Маргарет Этвуд – Кошачий глаз (страница 22)
Я сознаю, что это воспоминание – не то, что я ищу. Но цветы, запах, движение листьев упорствуют – насыщенные, завораживающие, вызывающие отчаяние, повергающие в скорбь.
V. Отжим
Я выхожу из галереи, сворачиваю на восток. Мне нужно зайти в магазин, купить нормальной еды, организоваться. Оставшись в одиночестве, я возвращаюсь в те времена, когда забывала поесть и работала ночь напролет. Работала, пока меня не охватывало странное чувство, в котором я не сразу распознавала голод. Тогда я тайфуном налетала на холодильник. Остатки сладки.
Сегодня утром были яйца, но их больше нет. Нет хлеба. Нет молока. А почему сначала они были? Должно быть, это запас Джона. Наверно, он иногда ест у себя в мастерской. А может, он все это принес для меня? Мне как-то не верится. Я куплю себе апельсинов. И йогурт. Натуральный. Буду позитивно смотреть на жизнь, заботиться о себе, кормить себя ферментами и полезными бактериями. Эти греющие мысли доводят меня до самого центра города.

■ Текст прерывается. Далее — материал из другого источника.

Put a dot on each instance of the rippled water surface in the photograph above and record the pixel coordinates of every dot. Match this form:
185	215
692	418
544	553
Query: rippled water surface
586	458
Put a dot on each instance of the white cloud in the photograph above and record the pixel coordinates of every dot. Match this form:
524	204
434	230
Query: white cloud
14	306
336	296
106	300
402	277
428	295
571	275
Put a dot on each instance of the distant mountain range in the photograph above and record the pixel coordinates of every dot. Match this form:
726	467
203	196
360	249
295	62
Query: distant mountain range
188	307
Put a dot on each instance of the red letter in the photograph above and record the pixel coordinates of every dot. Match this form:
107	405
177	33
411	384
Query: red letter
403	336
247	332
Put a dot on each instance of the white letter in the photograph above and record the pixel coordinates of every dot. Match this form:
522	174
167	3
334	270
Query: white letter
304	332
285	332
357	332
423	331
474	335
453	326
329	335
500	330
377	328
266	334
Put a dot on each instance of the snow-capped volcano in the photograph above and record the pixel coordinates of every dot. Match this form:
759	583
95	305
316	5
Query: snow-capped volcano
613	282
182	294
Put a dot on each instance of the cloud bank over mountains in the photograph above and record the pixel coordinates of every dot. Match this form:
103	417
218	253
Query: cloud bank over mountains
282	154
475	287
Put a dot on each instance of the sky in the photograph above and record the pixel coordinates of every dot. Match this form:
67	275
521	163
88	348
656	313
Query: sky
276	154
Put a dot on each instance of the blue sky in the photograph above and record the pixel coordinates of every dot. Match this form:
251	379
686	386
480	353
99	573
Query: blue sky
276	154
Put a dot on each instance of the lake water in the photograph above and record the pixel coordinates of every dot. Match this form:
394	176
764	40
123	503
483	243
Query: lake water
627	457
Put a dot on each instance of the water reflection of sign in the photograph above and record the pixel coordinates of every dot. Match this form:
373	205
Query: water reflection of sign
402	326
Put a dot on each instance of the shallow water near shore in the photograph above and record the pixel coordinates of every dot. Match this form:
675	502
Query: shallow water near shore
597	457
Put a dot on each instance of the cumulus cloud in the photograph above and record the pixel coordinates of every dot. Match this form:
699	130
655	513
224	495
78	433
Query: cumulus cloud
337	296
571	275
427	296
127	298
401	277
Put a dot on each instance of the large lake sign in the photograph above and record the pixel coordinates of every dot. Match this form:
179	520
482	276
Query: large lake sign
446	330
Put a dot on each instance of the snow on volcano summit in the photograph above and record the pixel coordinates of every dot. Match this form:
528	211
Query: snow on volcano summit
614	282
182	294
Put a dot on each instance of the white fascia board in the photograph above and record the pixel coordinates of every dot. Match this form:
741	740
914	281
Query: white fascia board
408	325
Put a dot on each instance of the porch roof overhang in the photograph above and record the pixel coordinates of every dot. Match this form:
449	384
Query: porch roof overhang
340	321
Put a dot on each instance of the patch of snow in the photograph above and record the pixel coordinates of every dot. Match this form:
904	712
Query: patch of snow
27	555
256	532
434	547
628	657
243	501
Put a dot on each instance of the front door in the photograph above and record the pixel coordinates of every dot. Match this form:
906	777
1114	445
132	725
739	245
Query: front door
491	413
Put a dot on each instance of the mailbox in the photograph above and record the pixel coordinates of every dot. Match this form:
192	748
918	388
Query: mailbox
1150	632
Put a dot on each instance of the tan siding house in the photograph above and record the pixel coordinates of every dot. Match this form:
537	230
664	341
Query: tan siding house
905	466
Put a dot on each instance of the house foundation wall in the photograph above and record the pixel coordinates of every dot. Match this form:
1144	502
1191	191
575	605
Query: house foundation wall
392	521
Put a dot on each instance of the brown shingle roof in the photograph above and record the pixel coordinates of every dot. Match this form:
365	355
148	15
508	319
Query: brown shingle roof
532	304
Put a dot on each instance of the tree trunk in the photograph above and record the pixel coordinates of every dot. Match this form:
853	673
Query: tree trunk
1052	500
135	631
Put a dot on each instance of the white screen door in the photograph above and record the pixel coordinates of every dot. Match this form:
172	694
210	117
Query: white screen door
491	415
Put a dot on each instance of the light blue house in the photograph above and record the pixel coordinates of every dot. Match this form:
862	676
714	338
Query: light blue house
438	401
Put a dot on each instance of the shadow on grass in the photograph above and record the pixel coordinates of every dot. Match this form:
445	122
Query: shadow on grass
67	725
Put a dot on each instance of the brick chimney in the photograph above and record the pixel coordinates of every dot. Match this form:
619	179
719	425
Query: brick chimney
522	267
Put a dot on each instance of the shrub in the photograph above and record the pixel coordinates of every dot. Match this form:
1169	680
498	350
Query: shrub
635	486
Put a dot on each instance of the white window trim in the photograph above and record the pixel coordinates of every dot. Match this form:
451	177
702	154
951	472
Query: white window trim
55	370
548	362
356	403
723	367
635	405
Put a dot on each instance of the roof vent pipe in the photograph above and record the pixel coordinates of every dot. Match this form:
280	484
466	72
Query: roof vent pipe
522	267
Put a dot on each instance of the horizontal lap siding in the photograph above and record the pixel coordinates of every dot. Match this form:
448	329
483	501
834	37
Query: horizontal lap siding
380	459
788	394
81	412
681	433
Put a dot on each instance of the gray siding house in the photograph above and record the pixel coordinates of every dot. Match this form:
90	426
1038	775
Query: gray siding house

Здесь когда-то стоял универмаг Итона, вот на этом углу, квадратный, желтый. Теперь вместо него новое здание, так называемый торговый комплекс. Можно подумать, торговля – это психическое отклонение. Стены комплекса – стеклянные, фасеточные, зеленые, словно айсберг.
Напротив – знакомая страна: универмаг Симпсона. Я знаю, что в нем должен быть продуктовый отдел. В зеркальных витринах – стопки банных полотенец, пухлые мягкие диваны и кресла, постельное белье с модным рисунком. Я думаю о том, где, в конце концов, окажутся все эти тряпки. Люди покупают их, увозят, набивают ими свои дома: гнездовой инстинкт. Для тех, кто видел птичье гнездо вблизи, это рисует не очень-то привлекательную картину. В любой дом влезет лишь ограниченное количество тряпок, но, конечно, их можно время от времени выбрасывать. Когда-то мы старались покупать добротные, ноские вещи. Со временем они становились как будто частью тебя. Мы проверяли, хорошо ли подрублен подол, крепко ли пришиты пуговицы, щупали ткань, потирая её большим и указательным пальцами. В следующей витрине – мрачные манекены. Таз выдвинут вперед, плечи перекошены. В целом похоже на маньяка, замахнувшегося топором. Видимо, такой облик нынче в моде: озлобленность и агрессия. На тротуарах множество андрогинов во плоти: девочки в черных кожаных куртках и грубых ботинках, стриженные под ежик или с прической «утиный хвост», мальчики – капризные, с надутыми губами, как у моделей на обложках модных журналов, волосы уложены гелем в «иголочки». Издали я не могу отличить мальчиков от девочек, хотя сами они, наверно, могут. При виде их я чувствую себя отставшей от жизни.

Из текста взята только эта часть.